Merivel confesses to Pearce the affections that he harbors for Celia which have developed over time although she is unaware of this. Even though Merivel is married to Celia, their union is a pretense in order for the King to hide the fact that she is, in fact, his mistress. The assertion encompasses the meaning of love in that it is not a choice but rather something that creeps up to one without their initial knowledge. He is aware he is not supposed to love Celia and also cannot be with her but still it does not cease his feelings. However, his confession to her would lead to his banishment from the court.

“As a child, she allowed me to ask God to grant me things for which my heart longed.”

Robert Merivel

Merivel recalls his mother’s devotion towards religion and God through her regular prayers which she encouraged him to participate. Religious conviction is a significant motif in the novel, in that the motives of the characters are mostly driven by the church dogmas. In the statement, the reader understands how his childhood would later dictate his convictions later in life. Akin to how he was taught to seek through the power of belief, Merivel pursues restoration after a series of misfortunes.

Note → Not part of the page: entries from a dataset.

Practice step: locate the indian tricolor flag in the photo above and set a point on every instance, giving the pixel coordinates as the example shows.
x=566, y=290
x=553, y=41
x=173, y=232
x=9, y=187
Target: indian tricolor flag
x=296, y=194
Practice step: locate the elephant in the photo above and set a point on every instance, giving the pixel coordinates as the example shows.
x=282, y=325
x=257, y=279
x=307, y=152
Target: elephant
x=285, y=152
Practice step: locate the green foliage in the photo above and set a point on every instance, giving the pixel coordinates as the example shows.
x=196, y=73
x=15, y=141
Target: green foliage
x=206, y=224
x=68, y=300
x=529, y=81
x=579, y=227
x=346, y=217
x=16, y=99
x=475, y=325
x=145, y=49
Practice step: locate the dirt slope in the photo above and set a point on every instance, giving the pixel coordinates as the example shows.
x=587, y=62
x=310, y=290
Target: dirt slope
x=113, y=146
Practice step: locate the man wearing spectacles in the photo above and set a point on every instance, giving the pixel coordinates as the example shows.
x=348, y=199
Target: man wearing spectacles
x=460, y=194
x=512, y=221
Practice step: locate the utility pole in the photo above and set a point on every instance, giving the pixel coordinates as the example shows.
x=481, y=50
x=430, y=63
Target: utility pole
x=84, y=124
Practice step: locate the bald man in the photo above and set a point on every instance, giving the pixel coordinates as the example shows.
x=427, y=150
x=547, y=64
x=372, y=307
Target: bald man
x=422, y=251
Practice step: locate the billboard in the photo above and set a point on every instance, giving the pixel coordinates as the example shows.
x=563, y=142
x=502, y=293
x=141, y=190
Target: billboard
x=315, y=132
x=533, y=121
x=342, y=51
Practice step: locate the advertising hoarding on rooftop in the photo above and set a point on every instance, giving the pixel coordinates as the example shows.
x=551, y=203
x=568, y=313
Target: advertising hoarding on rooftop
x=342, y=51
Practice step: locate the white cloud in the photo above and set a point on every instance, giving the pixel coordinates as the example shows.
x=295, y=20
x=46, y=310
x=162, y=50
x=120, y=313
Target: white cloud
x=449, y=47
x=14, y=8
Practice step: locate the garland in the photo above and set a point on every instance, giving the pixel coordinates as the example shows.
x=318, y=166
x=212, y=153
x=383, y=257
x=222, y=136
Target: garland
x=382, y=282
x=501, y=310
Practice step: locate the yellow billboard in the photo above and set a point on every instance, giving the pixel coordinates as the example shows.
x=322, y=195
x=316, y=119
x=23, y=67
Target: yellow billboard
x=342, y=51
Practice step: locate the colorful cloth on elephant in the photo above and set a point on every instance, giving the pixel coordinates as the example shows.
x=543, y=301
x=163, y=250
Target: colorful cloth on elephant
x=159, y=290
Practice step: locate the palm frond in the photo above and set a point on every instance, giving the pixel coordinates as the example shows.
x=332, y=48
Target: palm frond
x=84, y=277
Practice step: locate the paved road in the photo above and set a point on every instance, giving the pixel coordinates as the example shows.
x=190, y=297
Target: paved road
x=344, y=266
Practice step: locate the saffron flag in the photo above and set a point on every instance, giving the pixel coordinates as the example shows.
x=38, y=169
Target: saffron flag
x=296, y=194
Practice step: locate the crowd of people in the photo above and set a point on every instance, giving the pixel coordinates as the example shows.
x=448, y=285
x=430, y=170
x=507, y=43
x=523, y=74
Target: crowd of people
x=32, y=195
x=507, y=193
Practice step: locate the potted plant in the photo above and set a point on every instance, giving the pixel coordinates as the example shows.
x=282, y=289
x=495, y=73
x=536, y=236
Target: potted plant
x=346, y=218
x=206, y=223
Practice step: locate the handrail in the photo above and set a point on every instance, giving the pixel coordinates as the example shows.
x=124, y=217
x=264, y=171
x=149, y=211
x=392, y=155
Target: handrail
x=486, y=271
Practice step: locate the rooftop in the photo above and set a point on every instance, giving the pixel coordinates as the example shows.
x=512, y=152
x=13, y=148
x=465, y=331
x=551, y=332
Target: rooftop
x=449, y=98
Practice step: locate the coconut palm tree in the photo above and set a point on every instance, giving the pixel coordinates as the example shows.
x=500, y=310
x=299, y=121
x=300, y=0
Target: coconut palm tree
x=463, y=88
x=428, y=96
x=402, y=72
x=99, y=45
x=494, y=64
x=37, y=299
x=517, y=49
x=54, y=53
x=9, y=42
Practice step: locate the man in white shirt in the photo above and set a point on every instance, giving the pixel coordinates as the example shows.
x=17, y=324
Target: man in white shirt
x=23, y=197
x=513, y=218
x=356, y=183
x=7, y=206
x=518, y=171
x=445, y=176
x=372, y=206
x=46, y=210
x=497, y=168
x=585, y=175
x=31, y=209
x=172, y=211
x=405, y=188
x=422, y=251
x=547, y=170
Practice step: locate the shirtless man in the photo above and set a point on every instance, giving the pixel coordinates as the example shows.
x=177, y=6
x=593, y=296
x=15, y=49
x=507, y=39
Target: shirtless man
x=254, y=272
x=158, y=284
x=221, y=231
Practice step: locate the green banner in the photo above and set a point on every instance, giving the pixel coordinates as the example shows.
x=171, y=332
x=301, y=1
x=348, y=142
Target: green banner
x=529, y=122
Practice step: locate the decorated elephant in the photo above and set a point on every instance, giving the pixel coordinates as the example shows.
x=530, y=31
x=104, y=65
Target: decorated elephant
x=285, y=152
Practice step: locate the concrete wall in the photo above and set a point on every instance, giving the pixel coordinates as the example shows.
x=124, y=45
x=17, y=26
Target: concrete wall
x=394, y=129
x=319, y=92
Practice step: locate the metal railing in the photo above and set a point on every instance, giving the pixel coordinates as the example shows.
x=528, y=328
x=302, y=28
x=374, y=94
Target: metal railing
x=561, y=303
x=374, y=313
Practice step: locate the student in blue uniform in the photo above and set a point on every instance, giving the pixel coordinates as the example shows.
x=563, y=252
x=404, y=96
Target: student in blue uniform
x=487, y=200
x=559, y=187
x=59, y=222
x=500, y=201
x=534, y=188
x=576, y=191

“And I was entirely held by my own words, as if my words had become a liquid and I immersed in them, like a drowning man in a rushing river.”

Robert Merivel

Through the narrative, Merivel is seen as a character who fosters his own problems, in that he is a victim of his own doings. Every misfortune that befalls him is a consequence of his actions or inactions. From hard lack in romantic pursuits to a spiral of subsequent tragedies and poor decisions. Therefore, the assertion comprehends how his own words or doings end up suffocating him thus suffering by his own hands.